Ben Sisario: nyti.ms/2F2k0gV

Counting CD and track sales is like toting up the number of feature phone purchases. We live in an era of streaming and smartphones, why does the music industry insist on holding on to the past?

This is how hip-hop ended up victorious, by moving online, by embracing Soundcloud, by using the new tools and giving away product in the process.

But no, the music industry still sells CDs and files, even though most people no longer have a CD player, they don't even come in cars, and Apple killed the iPod.

Actually, Apple was famous for killing old formats. Killing ADB for USB. Leaving out the floppy drive. Steve Jobs did not worry about the complainers in the background, he just soldiered on.

And now Apple is the most valuable company on the planet, or close to it, depending on the daily stock market.

Ironically, the present Apple killed the 20 pin port for Lightning, even though every hotel room had that connector built into the room radio, and even switched to USB-C on the new iPad Pro, but...for some reason, their Music app still works with both files and streams, which makes it confusing, which Jobs abhorred. It was supposed to just work, be easy, require no manual, but I still can't figure out how to make sure my search is of streams not files, and it makes me reluctant to use the app.

Steve Jobs. Everyone says he was anti-streaming, all about sales.

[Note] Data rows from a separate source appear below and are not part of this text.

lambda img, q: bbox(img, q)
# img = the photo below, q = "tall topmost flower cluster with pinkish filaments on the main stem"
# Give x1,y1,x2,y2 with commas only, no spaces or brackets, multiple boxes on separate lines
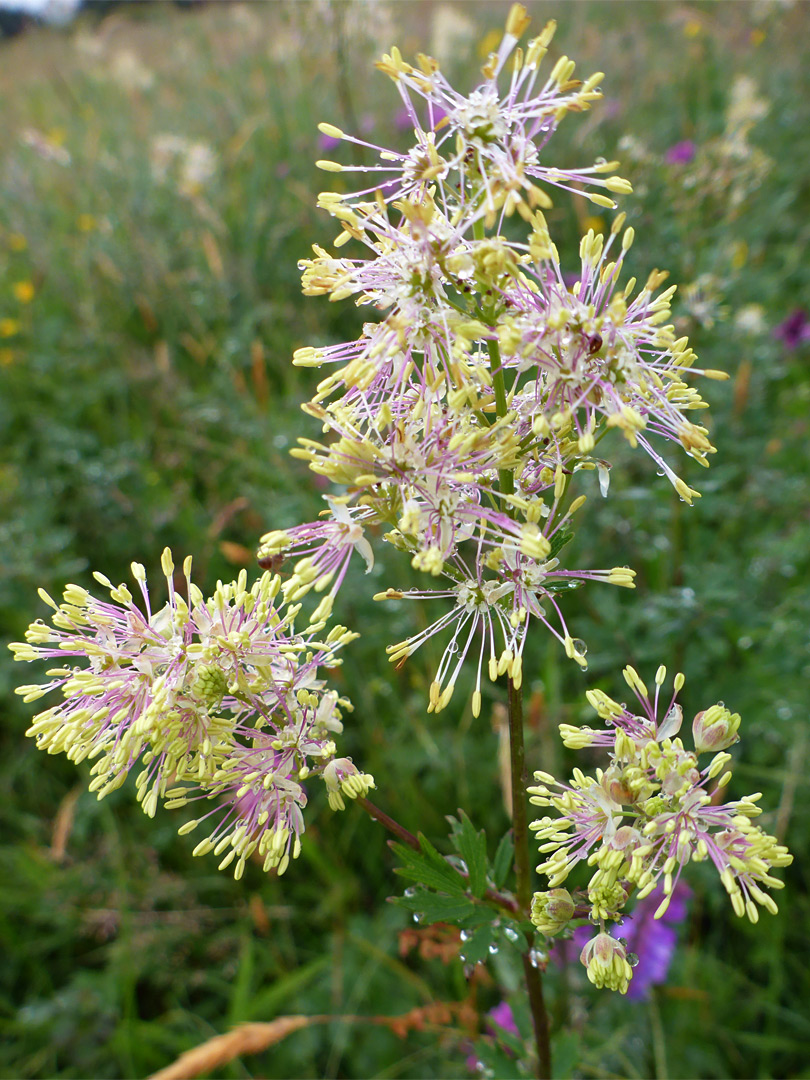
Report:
259,4,725,714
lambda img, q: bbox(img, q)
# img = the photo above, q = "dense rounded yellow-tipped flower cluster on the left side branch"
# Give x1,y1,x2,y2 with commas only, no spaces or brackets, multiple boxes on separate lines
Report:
11,549,374,878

Believe me, Jobs would be behind streaming today, making it even more convenient, because Jobs was willing to admit he was wrong, and change and leave the past behind. But many musicians still refuse to believe streaming has won, it's been demonized, it can't be sold after the show...it's like bitching you can't sell standard transmissions when even Formula One cars have no clutch.

And the internet/tech works on a different ethos than the traditional music business. The facts are real, and the war is even more intense. Record companies can always depend on their catalogs for revenue, in tech it's purely what have you done for me lately, and if you haven't done anything, soon you're no longer a player. Can you say Blackberry and Gateway and...

Streams can be quantified. They're harder to fake. Of course people are always trying to scam, but there are algorithms to check that too. Ah, the glory of the machine.

In other words, it's easy to add up how many streams a track has. They're even visible on Spotify and YouTube. And streams are raw consumption, a true judge of popularity, whereas if something is sold, you don't know how many times a purchaser listened to it. Furthermore, with streams you get paid forever, while with sales, it's one and done. Do you want to invest in yourself or sell out now and forget your future?

The "Billboard" charts have been manipulated from day one. Sure, SoundScan added some truthiness, but still, shenanigans were prevalent.

And "Billboard" could change its chart overnight.

Then again, what makes the "Billboard" chart worth anything anyway, their special sauce? Why do you need Nielsen to tote up what is easily seen online?

So what you've got is a trade magazine, servicing the trade.

So, there should be no attention paid to "Billboard"'s numbers.

But they're distributed by media outlets as if they mean something, when the truth is they don't mean anything.

Sure, it's all about the add-ons, but who was the wanker who approved this to begin with? What are we counting here, marketing efforts or music consumption, this needed to be nipped in the bud.

And "Billboard" could have done it, but NO, it was afraid to piss off the labels and the acts, who do very little advertising anyway, "Billboard" is now a consumer-facing product, why does it keep one foot in the past? Hell, why don't you pay fealty to retailers, Best Buy doesn't even sell CDs anymore, not that I've been to an outlet in years, why, when there's Amazon.

We need to wave a wand and immediately go to streaming totals to determine popularity. Leave all sales behind. That's how Steve Jobs would have done it!

But the truth is the labels like it this way, they kick and scream as they add tchotchkes and manipulate the chart themselves.

Hell, the government nearly eradicated the Mafia, but the music business is still run like organized crime. These are public companies, why so much subterfuge?